Dad...my very vivid memories of you:
You never lost the ability to make me laugh through my tears. Not ever.
When I was only about 4 or 5 years old, you took me to the firehouse on your day off so I could sing "You Are My Sunshine" for the firemen while you strung on your guitar. I felt like Shirley Temple on the stage that everyone made for me.
You loved your piano and guitar, and played anything "by ear". You always wanted me to harmonize with you.
Twelve years ago, you took your first piano lesson even though you played very well without reading a note. In the eighties, on some evenings while I was cooking dinner my phone rang... It was you, saying, "Listen to this, Mary!" And I'd hear your piano or electronic keyboard playing a new arrangement and I'd also hear you say, "Ooops." (Giggle) I was the only person you called to let me know you were practicing.
Perhaps the songs you sang to me the most in my life were "Sherry Baby" and "Catch a Falling Star". I haven't heard you sing either of them since 1995. Want to give it a try?
You took me to my first grade registration in a four-room schoolhouse with wooden floors and the school was swarming with bees. Knowing how frightened I was, you held my hand the entire time, and later, you brought me a box of Good 'n Plenties and everything was OK. I remember that sunny day, and you.
You bought me dime store rings that sparkled and we went outside and watched the sun light them up.
We were poor but didn't realize it. We didn't have everything we wanted but we had what we needed. You took Victor (my brother and your son) and I on rides through the worst parts of Baltimore City, and then we knew - just how fortunate we were.
At age 16, on my third attempt at passing my driving test, you watched me drive to the finish line and you were the only person who stood up and clapped and cheered. Three weeks later, I drove your 64 Chevy to the grocery store and an older lady tore the quarter panel off your car.
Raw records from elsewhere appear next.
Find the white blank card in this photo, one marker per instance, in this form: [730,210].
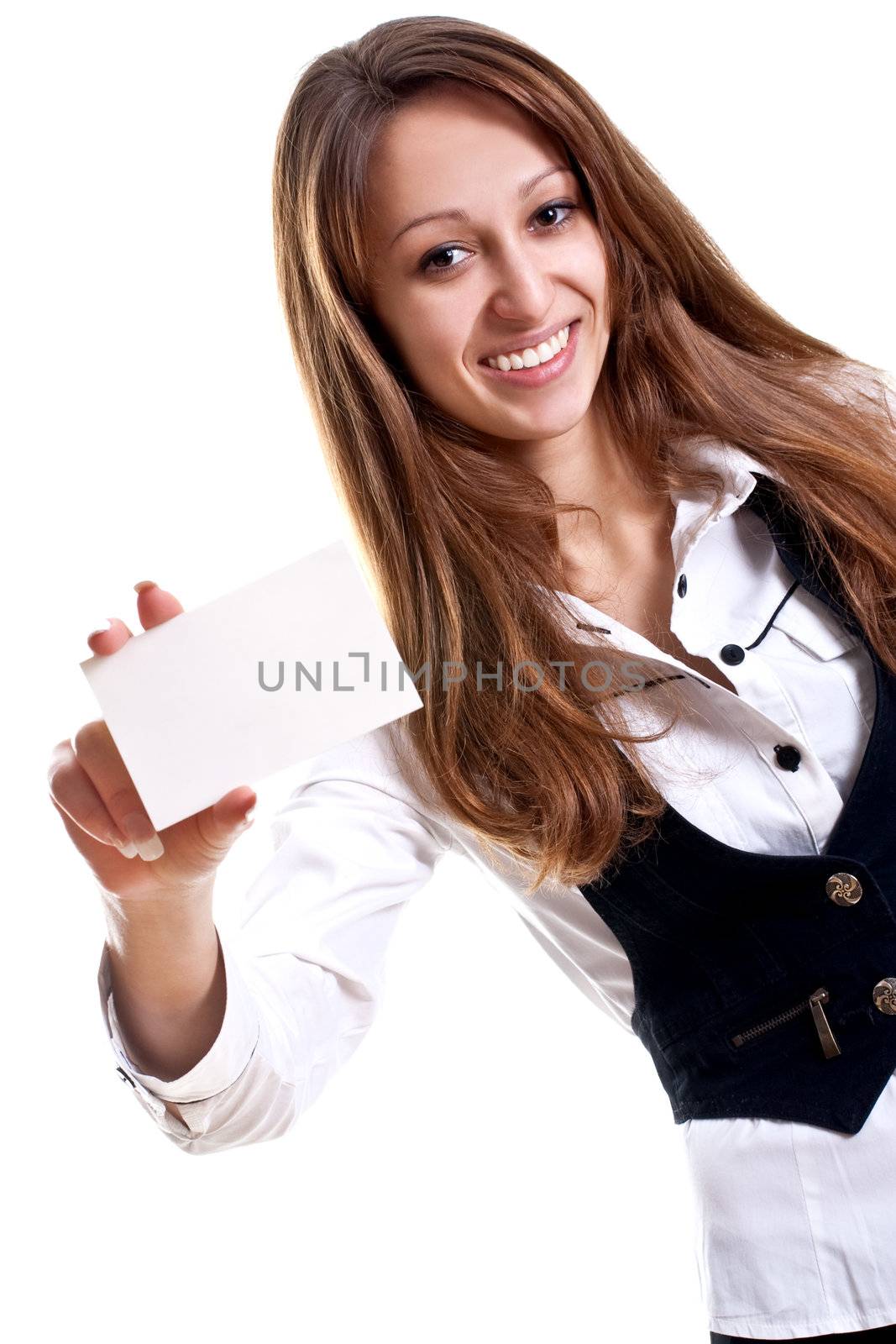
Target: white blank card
[251,683]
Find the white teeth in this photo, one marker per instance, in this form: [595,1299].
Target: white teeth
[530,356]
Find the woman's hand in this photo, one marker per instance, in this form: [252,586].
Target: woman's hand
[101,808]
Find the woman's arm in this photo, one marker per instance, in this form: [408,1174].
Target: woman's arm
[298,984]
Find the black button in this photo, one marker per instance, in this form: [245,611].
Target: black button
[788,757]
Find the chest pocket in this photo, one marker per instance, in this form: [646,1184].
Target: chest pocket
[813,627]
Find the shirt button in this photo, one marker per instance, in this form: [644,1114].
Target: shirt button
[788,757]
[884,995]
[844,889]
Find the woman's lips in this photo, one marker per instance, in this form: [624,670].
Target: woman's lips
[539,374]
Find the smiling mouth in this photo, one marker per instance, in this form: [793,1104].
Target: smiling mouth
[528,356]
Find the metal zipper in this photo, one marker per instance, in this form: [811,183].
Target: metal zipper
[822,1026]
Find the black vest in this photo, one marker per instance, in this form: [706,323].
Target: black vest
[766,984]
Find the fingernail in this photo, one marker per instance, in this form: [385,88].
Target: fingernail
[139,830]
[128,851]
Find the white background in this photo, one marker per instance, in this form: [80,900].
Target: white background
[499,1162]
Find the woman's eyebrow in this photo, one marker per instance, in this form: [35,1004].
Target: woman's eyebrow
[524,190]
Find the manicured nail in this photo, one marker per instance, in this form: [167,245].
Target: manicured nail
[139,830]
[128,851]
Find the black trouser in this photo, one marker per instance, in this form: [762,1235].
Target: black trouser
[880,1335]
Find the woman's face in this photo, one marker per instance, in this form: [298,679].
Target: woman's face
[453,291]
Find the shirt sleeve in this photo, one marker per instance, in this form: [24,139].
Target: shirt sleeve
[305,968]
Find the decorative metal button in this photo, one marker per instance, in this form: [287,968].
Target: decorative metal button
[788,757]
[844,889]
[884,995]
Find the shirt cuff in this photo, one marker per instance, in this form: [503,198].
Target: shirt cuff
[223,1062]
You didn't raise your voice or bat an eyelash about it.
You always sang enthusiastically in Church and was responsible for my totally irrespectful, out-of-control giggling. But did you have to say "Ooops" after you hit a sour note?
You worked three jobs so you could afford my private high school tuition. You were so proud of me.
On the worst of days, when Gina was an infant and sick, you would unexpectedly arrive on my doorstep with loads of "Huggies", baby food, and whatever else you thought I might need.
When Victor and I were in elementary school, one evening after dark, you were driving an 18-wheeler and phoned the house. You asked Mom to let Victor and I listen for you outside because you would be on the highway nearby in 10 minutes. She woke us up and we listened, and heard 7 blows of the horn, interpreted as, "Good Night Ma-ry and Vic-tor."
You'd give Mom a break from "us kids" and took us out on the weekends whenever you were off. We never knew your plans since they were full of surprises. I will always remember the rainy day you pulled into a parking spot at the movie theatre and we saw "Mary Poppins". I could hardly catch my breath with excitement. Once, you showed us quicksand (we all watched from the car...). Double-dip ice creams cones, soda fountain drinks, and you. Treasures.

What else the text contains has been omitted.